De in dit vonnis genoemde bijlage maakt deel uit van dit vonnis.

6.Beslissing

De rechtbank:
verklaart niet bewezen, dat de verdachte het ten laste gelegde feit heeft begaan en spreekt de verdachte daarvan vrij.
Dit vonnis is gewezen door mr. A.J.P. van Essen, voorzitter,
en mrs. L.J.M. Janssen en J.T.P. Pot, rechters, in tegenwoordigheid van mr. N. Jallal, griffier, en uitgesproken op de openbare terechtzitting op 13 mei 2024.

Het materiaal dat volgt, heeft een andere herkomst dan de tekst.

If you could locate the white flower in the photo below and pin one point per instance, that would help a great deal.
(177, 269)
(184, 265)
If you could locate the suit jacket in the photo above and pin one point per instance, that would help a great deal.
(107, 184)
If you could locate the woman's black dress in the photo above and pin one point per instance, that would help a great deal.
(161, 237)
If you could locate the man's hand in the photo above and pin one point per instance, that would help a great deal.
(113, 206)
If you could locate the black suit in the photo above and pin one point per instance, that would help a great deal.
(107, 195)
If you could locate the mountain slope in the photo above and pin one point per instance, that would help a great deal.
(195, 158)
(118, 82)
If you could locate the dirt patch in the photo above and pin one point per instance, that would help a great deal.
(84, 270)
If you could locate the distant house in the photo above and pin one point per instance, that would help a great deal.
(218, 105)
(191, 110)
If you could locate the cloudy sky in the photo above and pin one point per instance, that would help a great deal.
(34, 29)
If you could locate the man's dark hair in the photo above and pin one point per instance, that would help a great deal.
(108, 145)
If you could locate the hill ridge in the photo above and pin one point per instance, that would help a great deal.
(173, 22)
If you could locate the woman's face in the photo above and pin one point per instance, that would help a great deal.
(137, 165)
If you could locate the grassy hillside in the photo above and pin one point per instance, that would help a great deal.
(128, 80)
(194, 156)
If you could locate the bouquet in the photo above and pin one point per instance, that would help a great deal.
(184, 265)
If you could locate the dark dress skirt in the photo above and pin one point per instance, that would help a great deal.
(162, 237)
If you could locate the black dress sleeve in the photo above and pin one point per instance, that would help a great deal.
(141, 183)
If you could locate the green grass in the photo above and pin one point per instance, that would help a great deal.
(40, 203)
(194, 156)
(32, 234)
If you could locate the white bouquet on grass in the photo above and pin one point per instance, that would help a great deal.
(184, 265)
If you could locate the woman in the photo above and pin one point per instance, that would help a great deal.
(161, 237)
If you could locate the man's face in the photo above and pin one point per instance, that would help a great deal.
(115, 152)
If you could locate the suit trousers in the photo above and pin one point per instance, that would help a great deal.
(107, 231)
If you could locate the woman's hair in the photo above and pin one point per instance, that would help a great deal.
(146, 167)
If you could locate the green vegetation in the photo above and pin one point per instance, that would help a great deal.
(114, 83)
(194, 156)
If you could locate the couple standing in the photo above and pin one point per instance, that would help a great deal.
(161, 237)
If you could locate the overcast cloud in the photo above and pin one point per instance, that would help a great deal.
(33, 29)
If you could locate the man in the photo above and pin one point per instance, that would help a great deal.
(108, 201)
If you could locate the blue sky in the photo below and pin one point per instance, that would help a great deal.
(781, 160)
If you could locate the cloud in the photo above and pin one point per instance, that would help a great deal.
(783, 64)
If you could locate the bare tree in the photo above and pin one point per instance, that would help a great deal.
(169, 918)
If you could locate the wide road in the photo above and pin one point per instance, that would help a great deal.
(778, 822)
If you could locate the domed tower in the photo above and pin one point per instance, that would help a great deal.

De oudste en jongste rechter zijn buiten staat dit vonnis mede te ondertekenen.
Bijlage I
Tekst tenlastelegging
Aan de verdachte wordt ten laste gelegd dat
hij op of omstreeks 19 januari 2024 te Rotterdam,
om een feit, bedoeld in het vierde of vijfde lid van artikel 10 van de Opiumwet,
voor te bereiden en/of te bevorderen,
te weten
- het opzettelijk binnen en/of buiten het grondgebied van Nederland brengen,
- het opzettelijk telen, bereiden, bewerken, verwerken, verkopen, afleveren,
verstrekken en/of vervoeren, en/of
- het opzettelijk vervaardigen
van cocaïne, in elk geval een middel als bedoeld in de bij de Opiumwet behorende
lijst I, dan wel aangewezen krachtens artikel 3a, vijfde lid van de Opiumwet
- een ander heeft getracht te bewegen om dat feit te plegen, te doen plegen, mede te
plegen en/of uit te lokken, om daarbij behulpzaam te zijn en/of om daartoe
gelegenheid, middelen en/of inlichtingen te verschaffen,
- zich en/of een ander gelegenheid, middelen en/of inlichtingen tot het plegen van
dat feit heeft getracht te verschaffen,
- voorwerpen, vervoermiddelen, stoffen, gelden en/of andere betaalmiddelen
voorhanden heeft gehad, waarvan hij, verdachte, wist of ernstige reden had
om te vermoeden dat zij bestemd waren tot het plegen van dat feit,
door een hoeveelheid van 7942 gram procaïne (als versnijdingsmiddel van cocaïne),
althans een grote hoeveelheid, te verkrijgen, te vervoeren en/of voorhanden te
hebben;
subsidiair althans, indien het vorenstaande niet tot een veroordeling mocht of zou
kunnen leiden:
hij op of omstreeks 19 januari 2024 te Rotterdam,
al dan niet opzettelijk,
zonder registratie een hoeveelheid van ongeveer 7942 gram, in elk geval een
hoeveelheid van een materiaal bevattende procaïne, in elk geval een werkzame stof,
in voorraad heeft gehad;
meer subsidiair althans, indien het vorenstaande niet tot een veroordeling mocht of
zou kunnen leiden:
hij op of omstreeks 19 januari 2024 te Rotterdam,
opzettelijk in voorraad heeft gehad ongeveer 7942 gram, in elk geval een
hoeveelheid van een materiaal bevattende procaïne, zijnde een geneesmiddel,
waarvoor geen handelsvergunning geldt.